Figure 5. RGS10 suppression alters morphology in lysophosphatidic acid-stimulated ovarian cancer cells

(A) SKOV-3 cells plated on glass coverslips were transfected with either siRISC or siRGS10 and treated with lysophosphatidic acid (10μM) for 30 min prior to preparation for confocal microscopy using the Whole Cell Stain Solution (ThermoFisher Scientific). (B) SKOV-3 or (C) HeyA8 cells were transfected with either siRISC or siRGS10 prior to the automated computer assessment of cell perimeter. Cells were treated with lysophosphatidic acid (LPA, 10 μM, 30 min) or temsirolimus (10 μM, ~16 h) where indicated. Cells were prepared for immunofluorescence using the Whole Cell Stain Solution and automatically scanned with high-throughput software to calculate cell perimeter. Data shows the average from 62–146 different fields per condition, which measures thousands of cells, from a series of replicate experiments and is normalized to each untreated condition (i.e. siRISC-white bars or siRGS10-shaded bars). ***p<0.001, **p<0.01 and *p<0.05 where indicated.

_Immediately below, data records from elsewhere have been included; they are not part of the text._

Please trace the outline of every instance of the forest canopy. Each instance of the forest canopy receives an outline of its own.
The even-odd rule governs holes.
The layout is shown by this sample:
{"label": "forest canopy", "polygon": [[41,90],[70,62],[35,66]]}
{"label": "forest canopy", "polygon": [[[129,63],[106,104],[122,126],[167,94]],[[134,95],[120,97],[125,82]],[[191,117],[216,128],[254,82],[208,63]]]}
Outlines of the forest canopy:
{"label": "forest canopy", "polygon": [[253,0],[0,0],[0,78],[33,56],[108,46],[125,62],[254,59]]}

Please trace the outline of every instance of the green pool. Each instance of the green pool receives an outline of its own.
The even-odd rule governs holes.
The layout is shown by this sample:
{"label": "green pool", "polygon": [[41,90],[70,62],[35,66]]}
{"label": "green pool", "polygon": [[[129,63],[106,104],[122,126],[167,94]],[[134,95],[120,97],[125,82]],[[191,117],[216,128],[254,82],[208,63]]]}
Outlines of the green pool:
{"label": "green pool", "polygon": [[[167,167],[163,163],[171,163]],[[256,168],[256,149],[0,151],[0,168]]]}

Figure 6. Model integrating RGS10 into the mTOR signaling pathway

A G protein-coupled receptor initiates a signaling cascade upon activation at the cell surface. The signal is transmitted through the G proteins to initiate ERK/MAPK and PI3K/Akt/mTOR, in the case of growth factor signaling. Activation affects the inhibition of the TSC1/TSC2 complex, which regulates Rheb activation. Rheb-GTP relieves mTORC1 inhibition. Phosphorylated mTOR phosphorylates 4E-BP1, which regulates cell growth and nascent protein synthesis. We propose that RGS10 binds and accelerates the hydrolysis of GTP from Rheb, which is especially apparent under low nutrient conditions and minimized upon treatment with the lipid growth factor, lysophosphatidic acid. The data shown herein supports this since RGS10 suppression increases the amount of Rheb-GTP in agonist-free cell systems as well as increasing the phosphorylation of 4E-BP1 and mTOR. RGS10 is depicted in green with a dashed line.